Monetary policy and global imbalances

Pub. Date
30 January, 2007

The US current account imbalance is unlikely to be improved by monetary expansion in the Euro Area, the UK and Japan. It would at best give respite to the US for two years, as the increase in demand from abroad would cause a current account improvement in the US ahead of the impacts of the appreciation of the dollar these monetary expansions abroad would induce. This conclusion is independent of the style of forward looking macro model used, be it a New Keynesian model or a full dynamic general equilibrium model. A model that breaks arbitrage conditions and has no rational expectations can be used to analyse a devaluation of the dollar, and under these assumptions the US current account improves for longer, but even there the improvement is ultimately transitory.

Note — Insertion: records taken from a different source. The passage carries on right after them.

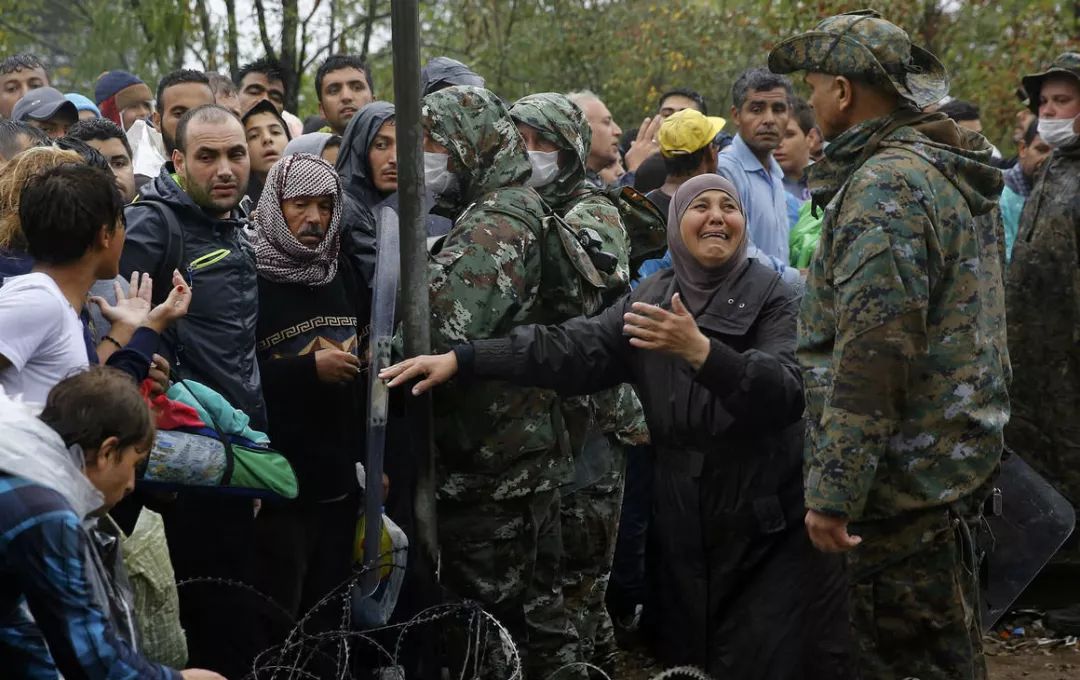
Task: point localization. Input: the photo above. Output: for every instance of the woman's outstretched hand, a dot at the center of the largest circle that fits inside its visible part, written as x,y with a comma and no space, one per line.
435,368
651,327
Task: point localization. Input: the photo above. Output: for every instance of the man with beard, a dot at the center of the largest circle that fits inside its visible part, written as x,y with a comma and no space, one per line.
188,220
760,104
178,93
343,86
311,310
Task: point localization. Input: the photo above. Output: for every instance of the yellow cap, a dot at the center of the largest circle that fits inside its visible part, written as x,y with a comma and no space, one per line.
687,131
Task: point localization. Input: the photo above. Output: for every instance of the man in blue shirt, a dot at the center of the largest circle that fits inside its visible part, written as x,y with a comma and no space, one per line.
760,107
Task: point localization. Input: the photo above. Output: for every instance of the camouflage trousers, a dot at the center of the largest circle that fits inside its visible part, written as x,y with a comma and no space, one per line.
590,526
915,597
505,556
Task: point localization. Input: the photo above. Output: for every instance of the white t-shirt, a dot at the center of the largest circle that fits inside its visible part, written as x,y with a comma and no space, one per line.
41,336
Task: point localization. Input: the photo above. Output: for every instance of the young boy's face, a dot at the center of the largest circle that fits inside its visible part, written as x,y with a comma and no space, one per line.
112,471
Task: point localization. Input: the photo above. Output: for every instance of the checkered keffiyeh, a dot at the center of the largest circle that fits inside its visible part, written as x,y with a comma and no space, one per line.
279,256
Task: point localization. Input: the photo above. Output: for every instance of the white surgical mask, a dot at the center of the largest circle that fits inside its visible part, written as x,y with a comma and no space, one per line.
436,176
544,167
1058,132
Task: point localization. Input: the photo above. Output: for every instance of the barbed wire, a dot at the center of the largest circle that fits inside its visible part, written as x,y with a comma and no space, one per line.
477,644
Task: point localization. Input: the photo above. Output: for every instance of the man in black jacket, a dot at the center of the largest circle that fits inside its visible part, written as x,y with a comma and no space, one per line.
309,348
189,220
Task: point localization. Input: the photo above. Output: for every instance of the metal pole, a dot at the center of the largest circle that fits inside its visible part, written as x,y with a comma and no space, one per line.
416,315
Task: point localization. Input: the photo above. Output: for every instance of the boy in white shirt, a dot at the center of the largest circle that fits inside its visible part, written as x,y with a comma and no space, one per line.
72,219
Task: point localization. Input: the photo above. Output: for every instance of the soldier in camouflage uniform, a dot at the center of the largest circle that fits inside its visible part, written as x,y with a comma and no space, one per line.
1042,294
602,424
502,451
902,345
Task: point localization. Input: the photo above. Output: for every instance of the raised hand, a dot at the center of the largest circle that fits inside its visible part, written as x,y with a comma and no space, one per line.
435,368
645,145
174,307
131,309
655,328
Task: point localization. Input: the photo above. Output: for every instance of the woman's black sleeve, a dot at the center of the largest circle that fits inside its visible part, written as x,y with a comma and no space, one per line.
579,356
761,386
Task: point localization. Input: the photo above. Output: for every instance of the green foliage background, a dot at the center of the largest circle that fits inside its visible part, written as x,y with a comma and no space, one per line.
626,51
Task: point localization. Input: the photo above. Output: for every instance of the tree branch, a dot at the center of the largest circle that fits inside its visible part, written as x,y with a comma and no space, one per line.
264,34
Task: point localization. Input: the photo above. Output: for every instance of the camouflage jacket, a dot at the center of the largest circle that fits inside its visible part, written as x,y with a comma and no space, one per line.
495,440
901,330
1042,297
561,122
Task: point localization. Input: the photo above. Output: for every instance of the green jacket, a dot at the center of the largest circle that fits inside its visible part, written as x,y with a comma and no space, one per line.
562,123
1043,302
902,327
495,440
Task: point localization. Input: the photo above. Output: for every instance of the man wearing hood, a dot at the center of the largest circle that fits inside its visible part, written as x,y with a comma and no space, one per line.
441,72
1042,297
502,453
123,97
366,185
557,136
902,345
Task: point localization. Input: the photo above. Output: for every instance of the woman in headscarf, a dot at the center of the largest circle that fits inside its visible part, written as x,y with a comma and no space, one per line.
710,347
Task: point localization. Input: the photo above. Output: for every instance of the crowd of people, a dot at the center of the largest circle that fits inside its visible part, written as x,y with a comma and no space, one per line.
733,393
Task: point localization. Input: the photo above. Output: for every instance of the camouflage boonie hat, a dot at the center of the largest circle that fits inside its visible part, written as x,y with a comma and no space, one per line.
864,44
1067,64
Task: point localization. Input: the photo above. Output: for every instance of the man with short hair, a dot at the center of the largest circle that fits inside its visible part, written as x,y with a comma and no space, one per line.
123,98
311,312
46,109
793,154
605,146
1018,179
178,93
261,80
189,220
111,141
760,106
902,347
679,98
343,86
1041,291
225,92
19,73
53,569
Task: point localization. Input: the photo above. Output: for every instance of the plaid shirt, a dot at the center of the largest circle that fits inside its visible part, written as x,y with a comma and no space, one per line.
43,573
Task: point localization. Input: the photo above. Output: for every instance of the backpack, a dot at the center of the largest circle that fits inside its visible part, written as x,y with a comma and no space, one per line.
646,227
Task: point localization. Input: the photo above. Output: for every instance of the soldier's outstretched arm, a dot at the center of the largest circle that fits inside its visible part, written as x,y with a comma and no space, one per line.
881,290
486,272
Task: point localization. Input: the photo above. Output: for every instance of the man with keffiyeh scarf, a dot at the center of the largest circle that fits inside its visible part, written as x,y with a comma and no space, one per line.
309,341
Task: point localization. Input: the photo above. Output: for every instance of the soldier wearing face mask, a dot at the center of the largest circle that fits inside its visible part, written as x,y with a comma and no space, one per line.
558,136
502,452
1041,294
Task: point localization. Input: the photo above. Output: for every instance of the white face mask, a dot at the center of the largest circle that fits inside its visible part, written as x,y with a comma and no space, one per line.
436,177
1058,132
544,167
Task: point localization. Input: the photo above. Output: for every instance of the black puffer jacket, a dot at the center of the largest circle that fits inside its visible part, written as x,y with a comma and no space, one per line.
217,336
741,590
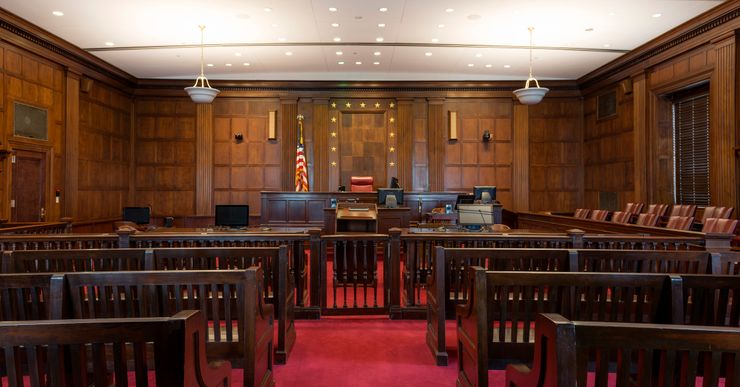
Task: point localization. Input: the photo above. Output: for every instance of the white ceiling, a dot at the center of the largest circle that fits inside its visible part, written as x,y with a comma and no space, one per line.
477,39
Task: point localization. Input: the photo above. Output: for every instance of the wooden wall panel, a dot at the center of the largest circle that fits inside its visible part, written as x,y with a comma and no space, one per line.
243,169
555,155
165,158
104,153
469,161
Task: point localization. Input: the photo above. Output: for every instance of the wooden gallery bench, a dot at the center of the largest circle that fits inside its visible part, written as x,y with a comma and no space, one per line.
448,288
238,322
648,354
55,352
497,323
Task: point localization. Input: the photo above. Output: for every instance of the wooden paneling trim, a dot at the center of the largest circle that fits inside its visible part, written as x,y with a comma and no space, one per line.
435,145
204,160
72,145
289,131
520,178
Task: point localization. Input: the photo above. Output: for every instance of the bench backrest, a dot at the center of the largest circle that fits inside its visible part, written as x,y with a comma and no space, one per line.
49,261
57,351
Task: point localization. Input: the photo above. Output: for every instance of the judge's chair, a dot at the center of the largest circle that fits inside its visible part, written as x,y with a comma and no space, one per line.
361,184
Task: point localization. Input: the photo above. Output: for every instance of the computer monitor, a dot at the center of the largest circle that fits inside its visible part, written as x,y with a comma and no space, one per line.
383,193
232,215
480,190
475,214
138,215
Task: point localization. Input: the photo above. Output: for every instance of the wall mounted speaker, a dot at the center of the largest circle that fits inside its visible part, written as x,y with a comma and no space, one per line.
271,125
452,125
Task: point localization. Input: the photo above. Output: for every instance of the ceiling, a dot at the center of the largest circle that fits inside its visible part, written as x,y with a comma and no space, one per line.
378,40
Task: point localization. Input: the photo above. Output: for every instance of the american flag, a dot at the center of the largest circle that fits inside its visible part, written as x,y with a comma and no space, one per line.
301,168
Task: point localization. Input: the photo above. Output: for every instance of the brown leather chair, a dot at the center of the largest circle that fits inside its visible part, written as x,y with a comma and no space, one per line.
581,213
599,214
634,208
719,225
621,217
680,222
361,184
717,212
657,209
683,210
647,220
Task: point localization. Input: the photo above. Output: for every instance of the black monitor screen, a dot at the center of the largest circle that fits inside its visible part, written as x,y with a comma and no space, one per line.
232,215
479,189
384,192
138,215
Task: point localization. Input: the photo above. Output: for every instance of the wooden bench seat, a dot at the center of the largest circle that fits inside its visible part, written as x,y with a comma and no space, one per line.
241,325
634,354
514,299
56,352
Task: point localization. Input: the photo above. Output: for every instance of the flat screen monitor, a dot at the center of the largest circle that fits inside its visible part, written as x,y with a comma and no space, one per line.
232,215
138,215
383,193
479,190
475,214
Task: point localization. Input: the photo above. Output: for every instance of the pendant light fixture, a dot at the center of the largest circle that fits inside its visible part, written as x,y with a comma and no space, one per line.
531,95
201,91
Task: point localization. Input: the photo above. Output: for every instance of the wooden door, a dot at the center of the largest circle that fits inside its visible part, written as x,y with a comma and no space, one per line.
28,186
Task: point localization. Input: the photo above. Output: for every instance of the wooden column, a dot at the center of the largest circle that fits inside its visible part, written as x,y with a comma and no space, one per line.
204,160
723,128
71,145
321,149
520,169
289,133
435,145
641,136
405,151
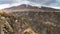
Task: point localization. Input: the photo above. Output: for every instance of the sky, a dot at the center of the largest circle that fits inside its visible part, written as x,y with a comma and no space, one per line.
48,3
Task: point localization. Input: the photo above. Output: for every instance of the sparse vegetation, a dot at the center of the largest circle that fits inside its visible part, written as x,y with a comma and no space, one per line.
31,22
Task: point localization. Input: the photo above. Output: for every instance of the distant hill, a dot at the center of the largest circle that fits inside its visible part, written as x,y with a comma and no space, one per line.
25,7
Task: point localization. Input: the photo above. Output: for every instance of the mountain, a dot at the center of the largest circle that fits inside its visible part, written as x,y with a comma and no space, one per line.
25,7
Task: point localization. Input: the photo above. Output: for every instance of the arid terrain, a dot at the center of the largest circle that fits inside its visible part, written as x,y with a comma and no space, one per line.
29,20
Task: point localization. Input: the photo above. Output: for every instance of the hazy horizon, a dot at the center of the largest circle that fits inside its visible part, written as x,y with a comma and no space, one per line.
49,3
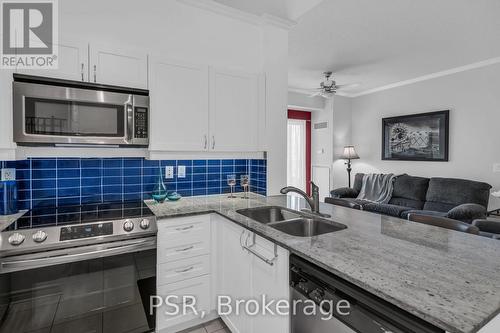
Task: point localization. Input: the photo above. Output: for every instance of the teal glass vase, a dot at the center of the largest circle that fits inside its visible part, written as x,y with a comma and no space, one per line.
160,190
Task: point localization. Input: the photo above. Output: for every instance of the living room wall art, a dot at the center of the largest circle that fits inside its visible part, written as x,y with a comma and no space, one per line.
416,137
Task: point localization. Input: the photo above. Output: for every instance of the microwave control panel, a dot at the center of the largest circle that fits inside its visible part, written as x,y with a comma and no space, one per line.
141,123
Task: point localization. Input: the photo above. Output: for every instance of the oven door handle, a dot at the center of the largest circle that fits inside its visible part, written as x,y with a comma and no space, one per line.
70,256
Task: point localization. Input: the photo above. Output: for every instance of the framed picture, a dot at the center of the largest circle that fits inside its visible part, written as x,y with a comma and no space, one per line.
416,137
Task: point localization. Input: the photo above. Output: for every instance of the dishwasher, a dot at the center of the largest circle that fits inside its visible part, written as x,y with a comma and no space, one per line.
325,303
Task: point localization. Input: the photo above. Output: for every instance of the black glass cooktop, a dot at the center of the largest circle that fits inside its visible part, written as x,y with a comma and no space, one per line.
66,215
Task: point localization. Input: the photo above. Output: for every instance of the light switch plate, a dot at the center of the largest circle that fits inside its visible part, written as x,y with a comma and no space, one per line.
169,172
8,174
181,171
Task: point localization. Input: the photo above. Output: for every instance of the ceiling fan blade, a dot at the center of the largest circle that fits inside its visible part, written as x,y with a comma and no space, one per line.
349,85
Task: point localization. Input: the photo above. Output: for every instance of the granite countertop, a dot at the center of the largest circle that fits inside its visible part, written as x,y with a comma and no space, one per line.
6,220
447,278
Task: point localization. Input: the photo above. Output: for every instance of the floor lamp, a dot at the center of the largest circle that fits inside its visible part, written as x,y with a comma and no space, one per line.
348,155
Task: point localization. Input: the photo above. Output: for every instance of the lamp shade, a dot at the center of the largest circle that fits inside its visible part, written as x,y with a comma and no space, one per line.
349,153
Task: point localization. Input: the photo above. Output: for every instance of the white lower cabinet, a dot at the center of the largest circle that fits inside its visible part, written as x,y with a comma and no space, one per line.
243,275
207,256
184,269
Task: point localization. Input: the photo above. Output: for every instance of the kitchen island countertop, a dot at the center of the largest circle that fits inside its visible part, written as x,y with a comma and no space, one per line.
447,278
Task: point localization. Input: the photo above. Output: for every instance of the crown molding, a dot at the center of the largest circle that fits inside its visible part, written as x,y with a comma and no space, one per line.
218,8
484,63
302,108
277,21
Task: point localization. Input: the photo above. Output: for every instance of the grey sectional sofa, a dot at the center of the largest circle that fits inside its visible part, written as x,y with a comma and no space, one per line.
458,199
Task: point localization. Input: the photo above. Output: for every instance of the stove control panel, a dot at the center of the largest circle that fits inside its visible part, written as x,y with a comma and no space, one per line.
85,231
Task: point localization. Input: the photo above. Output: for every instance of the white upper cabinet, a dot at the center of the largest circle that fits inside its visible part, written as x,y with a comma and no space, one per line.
118,66
234,110
179,106
72,62
200,108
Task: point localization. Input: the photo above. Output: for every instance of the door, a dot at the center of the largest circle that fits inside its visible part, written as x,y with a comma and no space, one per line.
72,62
118,66
234,110
179,106
299,150
269,280
233,271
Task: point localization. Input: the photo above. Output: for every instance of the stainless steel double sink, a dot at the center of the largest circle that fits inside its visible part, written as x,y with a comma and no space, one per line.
291,222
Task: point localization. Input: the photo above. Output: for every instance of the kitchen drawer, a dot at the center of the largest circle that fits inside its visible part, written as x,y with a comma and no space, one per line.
198,287
183,269
176,230
177,250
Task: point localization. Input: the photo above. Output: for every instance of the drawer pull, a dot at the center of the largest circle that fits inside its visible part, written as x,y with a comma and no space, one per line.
185,228
185,249
185,270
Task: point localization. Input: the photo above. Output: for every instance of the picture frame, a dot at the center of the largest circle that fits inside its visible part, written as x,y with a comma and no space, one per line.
416,137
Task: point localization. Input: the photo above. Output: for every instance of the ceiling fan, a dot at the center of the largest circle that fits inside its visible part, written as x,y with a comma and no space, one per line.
329,87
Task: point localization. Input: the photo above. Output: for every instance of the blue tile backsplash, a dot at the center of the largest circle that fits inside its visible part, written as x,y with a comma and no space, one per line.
75,181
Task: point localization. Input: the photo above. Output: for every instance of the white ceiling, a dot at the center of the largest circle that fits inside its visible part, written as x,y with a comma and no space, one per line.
288,9
382,42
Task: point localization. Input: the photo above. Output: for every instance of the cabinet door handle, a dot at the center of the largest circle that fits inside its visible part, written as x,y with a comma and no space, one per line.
185,228
185,249
185,270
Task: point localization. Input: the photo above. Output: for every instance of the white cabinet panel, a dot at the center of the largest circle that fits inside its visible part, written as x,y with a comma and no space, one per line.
240,274
72,63
233,272
7,146
271,281
116,66
179,106
183,269
234,110
198,287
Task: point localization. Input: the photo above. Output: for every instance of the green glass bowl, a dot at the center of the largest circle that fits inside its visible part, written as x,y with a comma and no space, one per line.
174,196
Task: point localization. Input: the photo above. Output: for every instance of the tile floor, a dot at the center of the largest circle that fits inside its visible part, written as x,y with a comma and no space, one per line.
214,326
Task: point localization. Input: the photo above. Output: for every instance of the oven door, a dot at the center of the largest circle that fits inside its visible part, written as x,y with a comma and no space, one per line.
99,288
64,115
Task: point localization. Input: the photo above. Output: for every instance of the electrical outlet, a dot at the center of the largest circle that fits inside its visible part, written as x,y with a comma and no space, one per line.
169,172
181,171
8,174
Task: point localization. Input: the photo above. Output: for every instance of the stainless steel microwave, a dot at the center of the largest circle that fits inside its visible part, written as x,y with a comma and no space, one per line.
62,112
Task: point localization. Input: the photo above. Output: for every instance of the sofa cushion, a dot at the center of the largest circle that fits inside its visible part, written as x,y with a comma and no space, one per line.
405,214
467,212
409,191
386,209
344,192
346,202
445,193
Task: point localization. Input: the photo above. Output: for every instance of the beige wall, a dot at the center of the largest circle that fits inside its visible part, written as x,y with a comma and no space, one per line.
473,99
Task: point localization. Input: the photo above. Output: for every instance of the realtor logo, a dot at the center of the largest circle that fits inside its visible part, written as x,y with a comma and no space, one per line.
29,34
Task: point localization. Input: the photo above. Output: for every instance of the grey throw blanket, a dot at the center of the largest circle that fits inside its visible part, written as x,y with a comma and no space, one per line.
377,187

The US current account deficit of 6 per cent of GDP may be sustainable, and the rest of the world may be willing to accumulate US assets. If this is the case, then the stock of US net assets will eventually settle at around minus 100 per cent of GDP (see Barrell and Holland, 2006, for some figures). However, there is a risk that it is not sustainable and one of two things might happen. Before the rest of the world begins to worry about the risks involved in holding so many US assets, domestic absorption might adjust, with either higher net private or public savings (or both) reducing the deficit and hence the potential risks involved with a high stock of debt. If this does not happen, then it is probable that a market solution will be found and a risk premium could slowly emerge on US assets. This would involve higher real interest rates in the US and lower real rates elsewhere, reducing net abruption, and a lower real exchange rate inducing expenditure switching. Whichever might happen, we should expect growth in the US to slow.